Norm-of-assertion-gate

I’m pretty well convinced that knowledge is the norm of assertion — that one should not assert that p unless one knows that p.  (Here is a Philosophy15 about it.) There are a few puzzle cases with the norm (blameless assertions like in cases of weird Gettier scenarios and so on) but it otherwise looks about right.  So it seems right that if someone says something true, but without warranting evidence, though that person was correct, the assertion isn’t praiseworthy, and the person isn’t fully creditable for the assertion.  In fact, asserting without warrant is blameworthy, even if what was said came out true.

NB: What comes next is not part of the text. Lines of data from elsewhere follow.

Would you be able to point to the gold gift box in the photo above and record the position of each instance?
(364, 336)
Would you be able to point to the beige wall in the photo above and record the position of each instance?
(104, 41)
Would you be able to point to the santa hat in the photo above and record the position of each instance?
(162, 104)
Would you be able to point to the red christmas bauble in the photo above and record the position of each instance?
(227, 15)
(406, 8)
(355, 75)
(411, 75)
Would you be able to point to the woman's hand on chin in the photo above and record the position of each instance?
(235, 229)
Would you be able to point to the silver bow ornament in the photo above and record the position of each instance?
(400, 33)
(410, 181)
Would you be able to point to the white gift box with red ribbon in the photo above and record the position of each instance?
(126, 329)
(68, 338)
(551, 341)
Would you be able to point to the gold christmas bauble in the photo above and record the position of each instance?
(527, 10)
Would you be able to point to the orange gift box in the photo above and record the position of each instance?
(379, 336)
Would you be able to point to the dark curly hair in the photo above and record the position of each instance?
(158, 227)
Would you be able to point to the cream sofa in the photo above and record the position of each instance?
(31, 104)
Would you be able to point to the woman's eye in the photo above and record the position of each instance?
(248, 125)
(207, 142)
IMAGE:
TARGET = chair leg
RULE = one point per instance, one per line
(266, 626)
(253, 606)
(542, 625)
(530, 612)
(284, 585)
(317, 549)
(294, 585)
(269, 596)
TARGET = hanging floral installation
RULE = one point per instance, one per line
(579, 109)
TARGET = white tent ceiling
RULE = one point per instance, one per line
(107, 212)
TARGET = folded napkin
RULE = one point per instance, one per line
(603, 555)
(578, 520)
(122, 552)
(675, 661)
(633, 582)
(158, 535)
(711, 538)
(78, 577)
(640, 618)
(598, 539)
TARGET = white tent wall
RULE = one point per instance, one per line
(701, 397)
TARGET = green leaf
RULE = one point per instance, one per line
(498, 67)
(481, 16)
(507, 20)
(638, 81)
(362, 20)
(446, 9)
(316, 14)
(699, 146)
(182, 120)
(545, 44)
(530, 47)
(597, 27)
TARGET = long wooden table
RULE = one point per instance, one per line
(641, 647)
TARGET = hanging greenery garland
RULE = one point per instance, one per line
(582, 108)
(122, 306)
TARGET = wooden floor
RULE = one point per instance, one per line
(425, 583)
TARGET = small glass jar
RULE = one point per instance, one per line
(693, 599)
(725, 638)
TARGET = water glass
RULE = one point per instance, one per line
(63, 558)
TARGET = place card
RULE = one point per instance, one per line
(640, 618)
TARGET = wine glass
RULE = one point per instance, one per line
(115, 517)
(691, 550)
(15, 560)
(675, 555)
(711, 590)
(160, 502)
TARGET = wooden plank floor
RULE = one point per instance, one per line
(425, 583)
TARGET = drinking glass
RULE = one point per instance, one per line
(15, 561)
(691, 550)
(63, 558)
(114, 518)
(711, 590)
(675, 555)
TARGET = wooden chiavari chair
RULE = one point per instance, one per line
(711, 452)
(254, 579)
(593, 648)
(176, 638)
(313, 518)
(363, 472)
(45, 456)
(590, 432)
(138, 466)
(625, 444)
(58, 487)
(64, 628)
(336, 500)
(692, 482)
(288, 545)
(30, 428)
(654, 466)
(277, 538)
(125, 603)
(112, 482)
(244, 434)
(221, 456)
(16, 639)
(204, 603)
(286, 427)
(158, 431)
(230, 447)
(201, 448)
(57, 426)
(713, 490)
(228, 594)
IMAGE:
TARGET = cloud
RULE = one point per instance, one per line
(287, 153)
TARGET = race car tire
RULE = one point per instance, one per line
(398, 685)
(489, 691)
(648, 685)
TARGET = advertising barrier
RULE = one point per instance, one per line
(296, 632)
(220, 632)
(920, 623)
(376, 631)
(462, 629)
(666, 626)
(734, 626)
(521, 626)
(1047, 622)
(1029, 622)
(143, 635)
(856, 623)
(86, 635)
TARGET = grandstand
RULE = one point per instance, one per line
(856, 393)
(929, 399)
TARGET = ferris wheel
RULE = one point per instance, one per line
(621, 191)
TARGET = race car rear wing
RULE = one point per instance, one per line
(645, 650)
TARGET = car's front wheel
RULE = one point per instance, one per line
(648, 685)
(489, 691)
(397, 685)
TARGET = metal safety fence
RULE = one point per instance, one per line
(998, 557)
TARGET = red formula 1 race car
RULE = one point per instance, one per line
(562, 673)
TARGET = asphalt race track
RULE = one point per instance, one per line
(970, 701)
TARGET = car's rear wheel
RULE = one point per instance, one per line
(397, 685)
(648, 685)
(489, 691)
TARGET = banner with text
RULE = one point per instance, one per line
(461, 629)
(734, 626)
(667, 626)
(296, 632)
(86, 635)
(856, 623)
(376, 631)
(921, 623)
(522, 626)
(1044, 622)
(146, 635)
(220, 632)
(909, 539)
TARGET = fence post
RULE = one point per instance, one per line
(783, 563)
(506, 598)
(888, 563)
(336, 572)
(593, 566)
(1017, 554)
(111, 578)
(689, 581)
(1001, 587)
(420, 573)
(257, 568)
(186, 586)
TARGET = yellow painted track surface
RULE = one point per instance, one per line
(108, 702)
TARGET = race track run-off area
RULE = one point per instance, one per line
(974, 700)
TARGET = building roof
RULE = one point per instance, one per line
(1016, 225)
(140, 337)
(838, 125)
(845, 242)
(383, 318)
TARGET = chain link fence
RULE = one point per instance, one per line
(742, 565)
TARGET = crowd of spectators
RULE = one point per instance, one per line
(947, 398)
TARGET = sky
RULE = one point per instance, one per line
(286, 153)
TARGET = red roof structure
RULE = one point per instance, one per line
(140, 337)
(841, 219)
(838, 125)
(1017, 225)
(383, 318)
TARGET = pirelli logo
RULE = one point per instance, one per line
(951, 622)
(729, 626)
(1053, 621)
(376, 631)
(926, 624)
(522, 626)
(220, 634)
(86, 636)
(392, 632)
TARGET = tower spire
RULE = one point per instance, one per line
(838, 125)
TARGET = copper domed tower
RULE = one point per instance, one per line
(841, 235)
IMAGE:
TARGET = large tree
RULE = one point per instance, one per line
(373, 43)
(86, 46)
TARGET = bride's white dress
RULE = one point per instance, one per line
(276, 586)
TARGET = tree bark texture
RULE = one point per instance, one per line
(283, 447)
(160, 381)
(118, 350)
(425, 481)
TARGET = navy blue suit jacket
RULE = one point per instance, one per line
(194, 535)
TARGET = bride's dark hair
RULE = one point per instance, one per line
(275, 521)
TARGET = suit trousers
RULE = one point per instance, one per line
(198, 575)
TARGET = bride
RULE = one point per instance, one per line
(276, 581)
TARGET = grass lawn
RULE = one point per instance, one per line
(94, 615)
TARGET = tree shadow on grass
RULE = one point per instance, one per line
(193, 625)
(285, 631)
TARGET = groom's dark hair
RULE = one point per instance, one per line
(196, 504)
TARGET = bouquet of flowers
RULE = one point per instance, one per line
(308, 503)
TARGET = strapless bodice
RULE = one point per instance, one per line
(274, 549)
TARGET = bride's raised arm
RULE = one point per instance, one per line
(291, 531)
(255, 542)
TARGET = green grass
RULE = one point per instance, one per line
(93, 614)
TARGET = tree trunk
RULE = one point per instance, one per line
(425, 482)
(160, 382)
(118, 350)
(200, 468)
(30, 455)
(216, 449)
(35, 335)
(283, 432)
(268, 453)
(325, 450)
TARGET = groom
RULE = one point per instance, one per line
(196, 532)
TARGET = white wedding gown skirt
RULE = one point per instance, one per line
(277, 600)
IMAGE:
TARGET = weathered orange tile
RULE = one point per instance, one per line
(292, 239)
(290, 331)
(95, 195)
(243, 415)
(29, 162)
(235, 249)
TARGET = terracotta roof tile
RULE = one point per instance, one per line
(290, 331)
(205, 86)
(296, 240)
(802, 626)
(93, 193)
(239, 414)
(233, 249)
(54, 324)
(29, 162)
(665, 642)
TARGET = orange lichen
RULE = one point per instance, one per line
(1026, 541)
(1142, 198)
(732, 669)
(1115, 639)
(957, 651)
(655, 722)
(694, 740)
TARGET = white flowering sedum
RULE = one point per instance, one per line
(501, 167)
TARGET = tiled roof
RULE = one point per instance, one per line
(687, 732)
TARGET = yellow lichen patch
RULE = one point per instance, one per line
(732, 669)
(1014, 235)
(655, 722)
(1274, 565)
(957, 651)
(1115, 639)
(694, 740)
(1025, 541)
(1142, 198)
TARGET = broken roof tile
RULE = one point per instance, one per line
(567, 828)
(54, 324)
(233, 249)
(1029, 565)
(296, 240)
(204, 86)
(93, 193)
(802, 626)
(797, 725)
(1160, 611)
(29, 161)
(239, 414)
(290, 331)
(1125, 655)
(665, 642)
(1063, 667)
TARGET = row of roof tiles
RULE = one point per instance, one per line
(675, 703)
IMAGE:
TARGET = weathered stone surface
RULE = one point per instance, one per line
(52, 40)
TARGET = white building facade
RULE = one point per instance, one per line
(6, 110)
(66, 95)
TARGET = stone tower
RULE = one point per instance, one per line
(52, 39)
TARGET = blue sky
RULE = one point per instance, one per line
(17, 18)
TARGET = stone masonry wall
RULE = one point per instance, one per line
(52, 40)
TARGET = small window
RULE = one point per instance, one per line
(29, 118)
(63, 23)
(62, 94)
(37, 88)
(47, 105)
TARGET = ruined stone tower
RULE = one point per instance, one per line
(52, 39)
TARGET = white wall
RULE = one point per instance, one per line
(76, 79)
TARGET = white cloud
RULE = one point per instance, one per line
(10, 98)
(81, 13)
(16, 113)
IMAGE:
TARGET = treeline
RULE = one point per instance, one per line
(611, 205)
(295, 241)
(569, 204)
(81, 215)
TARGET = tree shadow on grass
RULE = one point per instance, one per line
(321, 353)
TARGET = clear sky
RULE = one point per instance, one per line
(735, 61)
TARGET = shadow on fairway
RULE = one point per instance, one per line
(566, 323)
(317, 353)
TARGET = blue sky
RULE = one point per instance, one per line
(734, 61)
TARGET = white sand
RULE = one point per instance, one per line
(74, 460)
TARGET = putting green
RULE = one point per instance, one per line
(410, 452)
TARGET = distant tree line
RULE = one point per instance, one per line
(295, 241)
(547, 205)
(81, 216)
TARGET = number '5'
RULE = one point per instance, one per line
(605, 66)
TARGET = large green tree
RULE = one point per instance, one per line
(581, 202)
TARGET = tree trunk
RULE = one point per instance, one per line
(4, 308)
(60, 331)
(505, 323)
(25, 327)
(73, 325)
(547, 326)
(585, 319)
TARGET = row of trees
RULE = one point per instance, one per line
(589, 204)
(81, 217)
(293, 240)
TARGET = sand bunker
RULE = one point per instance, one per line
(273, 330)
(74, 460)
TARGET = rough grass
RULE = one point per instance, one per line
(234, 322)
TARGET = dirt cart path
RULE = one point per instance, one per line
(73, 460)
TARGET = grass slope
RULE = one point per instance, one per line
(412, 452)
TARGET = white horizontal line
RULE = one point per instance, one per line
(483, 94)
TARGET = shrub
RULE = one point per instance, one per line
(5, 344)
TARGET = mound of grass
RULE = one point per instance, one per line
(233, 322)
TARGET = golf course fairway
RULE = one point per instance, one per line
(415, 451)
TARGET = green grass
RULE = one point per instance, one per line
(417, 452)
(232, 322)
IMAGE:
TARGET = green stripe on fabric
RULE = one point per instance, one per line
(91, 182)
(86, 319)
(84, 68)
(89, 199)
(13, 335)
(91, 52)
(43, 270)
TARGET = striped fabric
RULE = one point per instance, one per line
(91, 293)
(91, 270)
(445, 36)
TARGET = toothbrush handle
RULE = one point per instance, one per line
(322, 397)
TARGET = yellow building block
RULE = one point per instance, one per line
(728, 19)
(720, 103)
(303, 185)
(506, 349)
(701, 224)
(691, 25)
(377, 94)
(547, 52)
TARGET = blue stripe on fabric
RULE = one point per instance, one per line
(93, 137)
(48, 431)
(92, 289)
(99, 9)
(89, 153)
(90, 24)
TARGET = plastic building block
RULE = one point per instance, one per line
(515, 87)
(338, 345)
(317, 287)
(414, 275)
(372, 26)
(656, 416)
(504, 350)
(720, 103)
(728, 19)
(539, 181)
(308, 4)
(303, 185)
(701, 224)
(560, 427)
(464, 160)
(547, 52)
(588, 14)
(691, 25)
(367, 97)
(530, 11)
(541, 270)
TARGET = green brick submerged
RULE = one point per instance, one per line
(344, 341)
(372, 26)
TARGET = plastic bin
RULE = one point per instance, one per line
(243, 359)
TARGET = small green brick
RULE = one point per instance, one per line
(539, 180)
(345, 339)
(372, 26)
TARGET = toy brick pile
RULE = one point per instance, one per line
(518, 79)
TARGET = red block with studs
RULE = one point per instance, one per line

So, for example, had I said way back in 2000, without any reason favoring its truth, that Donald J. Trump would one day be President, I would have said something true, but still something unwarranted.  And though it came to pass that DJT is President, it’s not like that statement is vindicated or I should get any more credit for it than your friend who hits the hole-in-one on the mini-golf hole when he’s taking a drink of his soda and looking elsewhere.  And moreover, I’m inclined to say that would still be intellectually blameworthy for saying things without backing.

And so, now, over at The American Spectator, Daniel Flynn makes the case that DJT was right all along about the government spying on his campaign.  And he analogizes the situation to that of Watergate – that the party in power spies on the opposition party in the midst of an election.  Flynn opens with a pretty catchy line:

Vladimir Putin did not hack the election. Barack Obama did.

DJT, then a candidate, said that the Obama Administration had wiretapped the Trump Tower. He didn’t have evidence for this, beyond a radio show by Mark Levin’s claims. When asked about it, nothing.

Now, it turns out that, as reported by CNN, the feds were listening in on Paul Manafort.   It’s important to note that, according to the report (again from CNN): “While Manafort has a residence in Trump Tower, it’s unclear whether FBI surveillance of him took place there.”  So we don’t know if it was Trump Tower being tapped.

But does this stop Daniel Flynn from wagging his finger?  Oh, no.

The media went all-in this spring on the notion that the loose-tongued Trump once again spoke without reference to the facts. Newsweek’s Nina Burleigh labeled his charge “incendiary.” The Los Angeles Times called it “a phony conspiracy theory.” PolitiFact bluntly judged his accusation “false.”

Who will fact check the fact checkers?

Now, the issue is how to read all the vagaries of what it is to ‘tapp’ a phone or whether the issue is whether ‘my’ phones are really Paul Manafort’s phones.  Regardless, the issue is whether we can give any credit to someone who makes a charge like this (even when true) with no evidence?